Researchers have created a model of predictability of long-term efficacy using 3-month efficacy data in rheumatoid arthritis treatment. Moreover, researchers also show how short-term data can inform the probability of clinical success. The research paper, entitled “Short-term Efficacy Reliably Predicts Long-term Clinical Benefit in Rheumatoid Arthritis Clinical Trials As Demonstrated by Model-Based Meta-Analysis,” was published in The Journal of Clinical Pharmacology.
Rheumatoid Arthritis (RA) is a chronic autoimmune disease characterized by abnormal inflammation, stiffness and swelling of the joints, leading to limited motion and function. According to the American College of Rheumatology, the disease affects more than 1.3 million Americans. At the present, RA is treated through the administration of disease-modifying antirheumatic drugs (DMARDs), that not only manage symptoms but also slow disease progression. These therapeutic agents are classified according to their mechanisms of action, including the commonly prescribed methotrexate (Rheumatrex, Trexall, Otrexup,Rasuvo), leflunomide (Arava), hydroxychloroquine (Plaquenil) and sulfasalazine (Azulfidine).
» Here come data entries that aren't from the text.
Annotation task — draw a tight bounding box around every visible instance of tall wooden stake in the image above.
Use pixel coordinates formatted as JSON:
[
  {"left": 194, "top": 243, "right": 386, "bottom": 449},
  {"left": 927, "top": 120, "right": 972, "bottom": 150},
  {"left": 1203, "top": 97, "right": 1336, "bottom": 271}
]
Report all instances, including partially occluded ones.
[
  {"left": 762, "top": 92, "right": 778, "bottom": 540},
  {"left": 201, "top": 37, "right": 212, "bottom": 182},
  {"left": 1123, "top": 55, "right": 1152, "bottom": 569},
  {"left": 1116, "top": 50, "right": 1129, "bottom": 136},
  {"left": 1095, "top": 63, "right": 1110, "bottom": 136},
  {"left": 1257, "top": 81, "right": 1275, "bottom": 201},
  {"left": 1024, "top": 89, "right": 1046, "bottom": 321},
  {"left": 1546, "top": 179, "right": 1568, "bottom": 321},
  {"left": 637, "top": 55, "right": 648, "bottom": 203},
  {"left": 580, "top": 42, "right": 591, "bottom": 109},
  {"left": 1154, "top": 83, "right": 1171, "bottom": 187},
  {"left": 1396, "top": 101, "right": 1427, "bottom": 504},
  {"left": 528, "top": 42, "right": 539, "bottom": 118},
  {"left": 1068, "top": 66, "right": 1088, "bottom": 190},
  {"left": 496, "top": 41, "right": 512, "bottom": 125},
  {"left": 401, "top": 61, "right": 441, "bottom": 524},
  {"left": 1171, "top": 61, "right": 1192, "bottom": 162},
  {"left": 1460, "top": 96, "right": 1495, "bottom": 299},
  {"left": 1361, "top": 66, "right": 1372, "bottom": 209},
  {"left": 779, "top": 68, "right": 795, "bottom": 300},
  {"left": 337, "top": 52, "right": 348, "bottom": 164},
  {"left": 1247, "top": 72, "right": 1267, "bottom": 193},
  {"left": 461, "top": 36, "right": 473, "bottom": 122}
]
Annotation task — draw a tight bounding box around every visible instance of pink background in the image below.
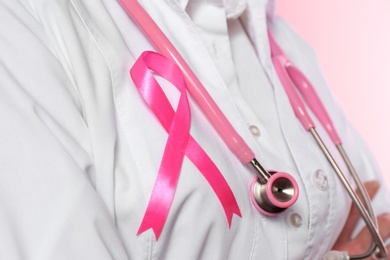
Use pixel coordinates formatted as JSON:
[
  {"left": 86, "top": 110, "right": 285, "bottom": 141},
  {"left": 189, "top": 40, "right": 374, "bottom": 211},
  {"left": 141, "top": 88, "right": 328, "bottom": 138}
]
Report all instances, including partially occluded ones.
[{"left": 276, "top": 0, "right": 390, "bottom": 187}]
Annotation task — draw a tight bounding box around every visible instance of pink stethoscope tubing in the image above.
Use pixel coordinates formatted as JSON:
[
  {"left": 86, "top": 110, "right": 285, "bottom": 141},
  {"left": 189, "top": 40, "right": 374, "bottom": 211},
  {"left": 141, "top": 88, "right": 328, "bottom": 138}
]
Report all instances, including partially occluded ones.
[
  {"left": 268, "top": 31, "right": 387, "bottom": 259},
  {"left": 119, "top": 0, "right": 299, "bottom": 215}
]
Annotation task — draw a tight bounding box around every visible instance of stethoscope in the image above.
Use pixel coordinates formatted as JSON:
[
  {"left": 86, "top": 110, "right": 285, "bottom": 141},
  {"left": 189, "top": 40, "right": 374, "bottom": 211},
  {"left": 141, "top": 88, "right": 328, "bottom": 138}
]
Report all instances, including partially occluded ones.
[{"left": 120, "top": 0, "right": 387, "bottom": 259}]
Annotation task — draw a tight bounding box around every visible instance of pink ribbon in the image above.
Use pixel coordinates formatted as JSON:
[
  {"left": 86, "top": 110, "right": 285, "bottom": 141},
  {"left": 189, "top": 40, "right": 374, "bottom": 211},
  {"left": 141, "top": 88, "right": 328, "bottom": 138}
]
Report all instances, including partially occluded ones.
[{"left": 130, "top": 51, "right": 241, "bottom": 240}]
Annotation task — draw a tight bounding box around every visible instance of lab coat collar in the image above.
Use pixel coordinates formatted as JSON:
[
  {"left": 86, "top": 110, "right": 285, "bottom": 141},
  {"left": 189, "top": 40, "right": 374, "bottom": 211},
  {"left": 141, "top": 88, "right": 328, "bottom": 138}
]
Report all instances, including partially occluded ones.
[{"left": 177, "top": 0, "right": 275, "bottom": 19}]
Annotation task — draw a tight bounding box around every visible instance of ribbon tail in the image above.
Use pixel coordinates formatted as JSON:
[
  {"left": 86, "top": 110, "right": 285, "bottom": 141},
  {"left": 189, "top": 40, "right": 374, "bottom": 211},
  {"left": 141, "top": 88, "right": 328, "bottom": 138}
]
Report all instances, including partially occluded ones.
[{"left": 186, "top": 136, "right": 242, "bottom": 228}]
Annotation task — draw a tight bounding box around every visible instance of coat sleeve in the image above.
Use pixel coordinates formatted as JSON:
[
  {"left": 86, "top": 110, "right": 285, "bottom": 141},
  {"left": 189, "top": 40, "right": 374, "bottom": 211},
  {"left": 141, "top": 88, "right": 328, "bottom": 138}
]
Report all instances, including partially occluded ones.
[{"left": 0, "top": 1, "right": 127, "bottom": 259}]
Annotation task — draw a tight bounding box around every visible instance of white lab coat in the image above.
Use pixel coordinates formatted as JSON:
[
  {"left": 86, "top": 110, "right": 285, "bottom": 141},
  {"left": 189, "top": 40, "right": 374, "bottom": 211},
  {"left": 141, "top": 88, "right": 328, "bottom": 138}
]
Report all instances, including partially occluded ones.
[{"left": 0, "top": 0, "right": 389, "bottom": 260}]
The development of new drugs for RA treatment is a costly process so, in early stage proof-of-concept (PoC) trials, scientists use 3-month efficacy as a primary endpoint, while 6-month efficacy is used as a primary endpoint in late stage clinical trials. To evaluate if this empirical inference was quantitatively correct and test the ability to predict long-term clinical efficacy of a drug based on short-term data, scientists gathered previously published results from a large RA database of 40 controlled randomized RA clinical trials. Meta-analysis of the relationship between short-term and long-term clinical efficacies in RA trials was made through evaluation of clinical endpoints ACR50 (American College of Rheumatology score, 50% improvement in disease activity) and DAS28 (Disease Activity Score in 28 Joints). Results showed that ACR50 is a reasonable predictor of long-term efficacy, with 3-months values highly correlated with those observed at 6 and 12-months, meaning that efficacy reaches a “plateau” after 3 months of treatment and can be a strong tool in decision-making. Moreover, DAS28, a continuous variable, showed promising results, with values from as early as 1-month proving to be good predictors of long-term efficacy. However, researchers warn these results were based on a limited amount of data, so conclusions are not definitive.
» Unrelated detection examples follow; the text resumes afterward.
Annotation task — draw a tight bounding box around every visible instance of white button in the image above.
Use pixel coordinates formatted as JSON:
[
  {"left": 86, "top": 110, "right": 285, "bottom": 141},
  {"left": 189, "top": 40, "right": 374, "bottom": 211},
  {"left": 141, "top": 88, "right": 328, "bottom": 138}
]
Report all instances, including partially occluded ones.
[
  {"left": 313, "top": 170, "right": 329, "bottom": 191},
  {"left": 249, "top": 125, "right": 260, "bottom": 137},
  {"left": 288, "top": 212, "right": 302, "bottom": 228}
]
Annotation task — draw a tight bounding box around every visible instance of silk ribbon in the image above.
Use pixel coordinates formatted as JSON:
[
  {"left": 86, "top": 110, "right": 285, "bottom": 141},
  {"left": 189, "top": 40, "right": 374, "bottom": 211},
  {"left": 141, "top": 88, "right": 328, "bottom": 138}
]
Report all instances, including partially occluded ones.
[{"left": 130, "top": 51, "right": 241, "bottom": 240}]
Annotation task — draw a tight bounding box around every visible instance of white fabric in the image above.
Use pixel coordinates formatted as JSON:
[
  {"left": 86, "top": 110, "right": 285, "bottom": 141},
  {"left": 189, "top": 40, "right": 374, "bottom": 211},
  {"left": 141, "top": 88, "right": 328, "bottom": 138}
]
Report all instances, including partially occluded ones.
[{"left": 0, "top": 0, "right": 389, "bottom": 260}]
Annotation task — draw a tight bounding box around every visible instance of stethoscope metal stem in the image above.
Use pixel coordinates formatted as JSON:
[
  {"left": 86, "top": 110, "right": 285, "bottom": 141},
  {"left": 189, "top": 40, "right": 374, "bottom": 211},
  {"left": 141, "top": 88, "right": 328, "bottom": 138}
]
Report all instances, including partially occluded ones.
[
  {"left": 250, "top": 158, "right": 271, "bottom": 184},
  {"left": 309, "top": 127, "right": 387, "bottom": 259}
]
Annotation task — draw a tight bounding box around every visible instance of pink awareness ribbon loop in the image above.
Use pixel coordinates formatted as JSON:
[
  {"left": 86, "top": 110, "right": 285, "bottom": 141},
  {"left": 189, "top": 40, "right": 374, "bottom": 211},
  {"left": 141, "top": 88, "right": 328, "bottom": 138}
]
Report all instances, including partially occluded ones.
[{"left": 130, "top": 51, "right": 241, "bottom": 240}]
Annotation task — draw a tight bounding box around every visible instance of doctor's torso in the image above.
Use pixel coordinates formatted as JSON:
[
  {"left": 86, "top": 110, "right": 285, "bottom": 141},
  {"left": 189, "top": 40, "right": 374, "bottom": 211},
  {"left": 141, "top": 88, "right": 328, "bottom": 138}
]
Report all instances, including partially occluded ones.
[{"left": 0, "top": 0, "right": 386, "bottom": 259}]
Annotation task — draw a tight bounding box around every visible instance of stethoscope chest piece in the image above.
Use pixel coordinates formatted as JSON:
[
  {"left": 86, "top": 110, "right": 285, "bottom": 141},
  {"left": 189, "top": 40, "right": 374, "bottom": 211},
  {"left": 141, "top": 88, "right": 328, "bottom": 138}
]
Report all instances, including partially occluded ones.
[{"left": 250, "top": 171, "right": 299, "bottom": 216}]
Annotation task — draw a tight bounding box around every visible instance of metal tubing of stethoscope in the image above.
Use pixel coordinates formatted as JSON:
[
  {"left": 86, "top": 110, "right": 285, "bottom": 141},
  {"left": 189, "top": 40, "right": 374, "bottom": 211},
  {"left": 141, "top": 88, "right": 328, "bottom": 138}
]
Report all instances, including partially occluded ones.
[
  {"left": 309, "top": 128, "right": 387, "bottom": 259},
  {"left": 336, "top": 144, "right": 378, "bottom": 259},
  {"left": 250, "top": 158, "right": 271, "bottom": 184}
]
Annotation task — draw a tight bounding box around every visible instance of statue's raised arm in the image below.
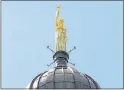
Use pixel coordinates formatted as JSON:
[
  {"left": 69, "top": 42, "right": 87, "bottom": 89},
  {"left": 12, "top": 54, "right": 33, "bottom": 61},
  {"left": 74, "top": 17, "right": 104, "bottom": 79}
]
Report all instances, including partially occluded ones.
[{"left": 56, "top": 5, "right": 60, "bottom": 27}]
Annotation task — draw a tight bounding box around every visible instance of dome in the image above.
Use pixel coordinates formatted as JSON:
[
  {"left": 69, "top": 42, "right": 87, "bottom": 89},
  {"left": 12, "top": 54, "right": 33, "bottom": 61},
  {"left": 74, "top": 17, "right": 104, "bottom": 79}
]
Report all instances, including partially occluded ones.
[
  {"left": 27, "top": 67, "right": 100, "bottom": 89},
  {"left": 27, "top": 51, "right": 100, "bottom": 89}
]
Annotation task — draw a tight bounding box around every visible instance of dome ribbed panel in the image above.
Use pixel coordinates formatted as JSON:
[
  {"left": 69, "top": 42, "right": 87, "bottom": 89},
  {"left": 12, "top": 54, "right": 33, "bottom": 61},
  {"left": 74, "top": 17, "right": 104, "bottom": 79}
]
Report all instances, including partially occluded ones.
[{"left": 30, "top": 67, "right": 100, "bottom": 89}]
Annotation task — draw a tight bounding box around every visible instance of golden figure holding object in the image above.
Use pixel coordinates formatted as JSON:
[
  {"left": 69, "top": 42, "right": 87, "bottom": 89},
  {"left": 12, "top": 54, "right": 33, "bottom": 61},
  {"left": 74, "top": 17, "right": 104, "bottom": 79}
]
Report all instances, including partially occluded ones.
[{"left": 56, "top": 5, "right": 67, "bottom": 51}]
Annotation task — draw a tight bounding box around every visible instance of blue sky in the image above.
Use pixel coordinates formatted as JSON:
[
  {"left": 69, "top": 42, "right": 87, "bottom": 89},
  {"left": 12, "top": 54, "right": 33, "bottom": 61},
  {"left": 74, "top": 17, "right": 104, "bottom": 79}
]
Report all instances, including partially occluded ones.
[{"left": 2, "top": 1, "right": 123, "bottom": 88}]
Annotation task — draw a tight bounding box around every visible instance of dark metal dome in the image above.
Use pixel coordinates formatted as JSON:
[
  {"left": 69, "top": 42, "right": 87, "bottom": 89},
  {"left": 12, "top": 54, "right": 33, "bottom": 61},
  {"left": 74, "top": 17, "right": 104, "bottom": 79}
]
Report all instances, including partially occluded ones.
[
  {"left": 27, "top": 67, "right": 100, "bottom": 89},
  {"left": 27, "top": 51, "right": 100, "bottom": 89}
]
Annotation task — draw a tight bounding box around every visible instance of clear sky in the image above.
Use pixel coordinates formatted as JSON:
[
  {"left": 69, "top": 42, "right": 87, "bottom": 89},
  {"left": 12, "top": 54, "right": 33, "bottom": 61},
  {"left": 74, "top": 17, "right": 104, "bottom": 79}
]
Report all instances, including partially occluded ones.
[{"left": 2, "top": 1, "right": 123, "bottom": 88}]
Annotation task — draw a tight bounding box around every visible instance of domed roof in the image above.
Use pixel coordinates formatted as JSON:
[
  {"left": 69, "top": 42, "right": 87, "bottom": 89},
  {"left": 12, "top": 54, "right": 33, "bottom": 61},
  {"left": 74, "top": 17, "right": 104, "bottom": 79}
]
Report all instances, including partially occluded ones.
[{"left": 27, "top": 67, "right": 100, "bottom": 89}]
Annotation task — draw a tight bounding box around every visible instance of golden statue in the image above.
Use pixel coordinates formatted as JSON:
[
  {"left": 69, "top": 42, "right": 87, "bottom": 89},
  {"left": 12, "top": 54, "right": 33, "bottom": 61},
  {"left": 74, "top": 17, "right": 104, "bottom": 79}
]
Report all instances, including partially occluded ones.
[{"left": 56, "top": 5, "right": 67, "bottom": 51}]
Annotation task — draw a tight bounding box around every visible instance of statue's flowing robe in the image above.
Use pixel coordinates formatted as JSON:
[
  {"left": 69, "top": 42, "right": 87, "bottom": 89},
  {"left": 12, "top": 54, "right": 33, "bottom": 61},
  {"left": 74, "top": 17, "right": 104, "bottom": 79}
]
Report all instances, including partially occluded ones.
[{"left": 56, "top": 29, "right": 67, "bottom": 51}]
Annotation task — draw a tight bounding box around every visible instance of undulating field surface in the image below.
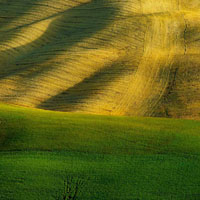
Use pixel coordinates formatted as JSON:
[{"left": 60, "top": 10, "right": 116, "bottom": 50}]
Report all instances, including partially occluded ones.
[
  {"left": 0, "top": 0, "right": 200, "bottom": 119},
  {"left": 0, "top": 104, "right": 200, "bottom": 200}
]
This type of analysis is widely used for the development of new drugs and allows scientists to interpret safety and efficacy results from clinical trials at different stages. The research team concluded that “early efficacy readouts may be helpful at the PoC stage, but this does not supplant the need for longer term safety monitoring that must be accrued in the later stages of clinical development.”